Females: 5 mg immediate release or 6.25 mg extended release immediately before bedtime
Males: 5-10 mg immediate release or 6.25 -12.5 mg extended release immediately before bedtime
Indications: Short-term treatment of insomnia
Mechanism of Action: Selective benzodiazepine-1 (BZ1) receptor agonist and thus increases activity of GABA, an inhibitory neurotransmitter. Because has little effect on BZ2 receptors, has minimal anxiolytic or anticonvulsant actions.
Contraindications: Hypersensitivity, hepatic impairment
Precautions: Depression, sleep apnea, respiratory depression, drug abuse, elderly, impairs ability to operate machinery, increased risk of falls, abrupt withdrawal can lead to withdrawal symptoms, cytochrome P450 3A (CYP3A) drug interactions
Pregnancy Risk: C
Common: Drowsiness, dizziness, headache
Less common: Abnormal dreams, confusion, depersonalization, disorientation, ataxia, memory impairment, performing complex activities while asleep (e.g., walking eating, driving), amnesia, abuse
Rare: Allergy (including anaphylaxis and angioedema), behavioral changes, hallucinations
CYP3A inhibitors (strong inhibitors include clarithromycin, telithromycin, ketoconazole, itraconazole, nefazodone and many HIV drugs; moderate inhibitors include aprepitant, diltiazem, verapamil, erythromycin, fluconazole, posaconazole, voriconazole, grapefruit juice): Increased zolpidem concentrations.

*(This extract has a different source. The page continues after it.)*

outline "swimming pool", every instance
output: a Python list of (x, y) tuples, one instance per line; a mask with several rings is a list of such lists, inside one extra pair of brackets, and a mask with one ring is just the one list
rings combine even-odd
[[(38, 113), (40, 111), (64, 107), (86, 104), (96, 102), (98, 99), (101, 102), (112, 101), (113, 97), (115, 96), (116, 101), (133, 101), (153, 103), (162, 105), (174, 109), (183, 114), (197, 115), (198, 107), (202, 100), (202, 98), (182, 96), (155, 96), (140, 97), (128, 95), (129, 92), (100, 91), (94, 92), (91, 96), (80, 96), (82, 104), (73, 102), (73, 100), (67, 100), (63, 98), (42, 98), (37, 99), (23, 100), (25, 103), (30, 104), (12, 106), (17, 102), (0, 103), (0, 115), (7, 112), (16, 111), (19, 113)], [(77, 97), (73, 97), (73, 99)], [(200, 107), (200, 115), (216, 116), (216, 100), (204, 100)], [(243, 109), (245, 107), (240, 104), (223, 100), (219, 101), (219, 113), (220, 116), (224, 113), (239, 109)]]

Alcohol and CNS depressants: Increased CNS depression
Patient Instructions: Avoid grapefruit juice; rapid onset therefore only take once in bed; do not drive or operate machinery after after taking (increased risk may extend to the next day with the extended release preparation and also in some people with the immediate release drug), increases risk of falls.
Comments: Use lowest effective dose for as short a time as possible
Clinical Pharmacology: Onset 30 minutes (immediate release), duration 6-8 h (immediate release), half-life 1.4-4.5 h. Women have 50% higher levels than men. Metabolized by CYP3A4.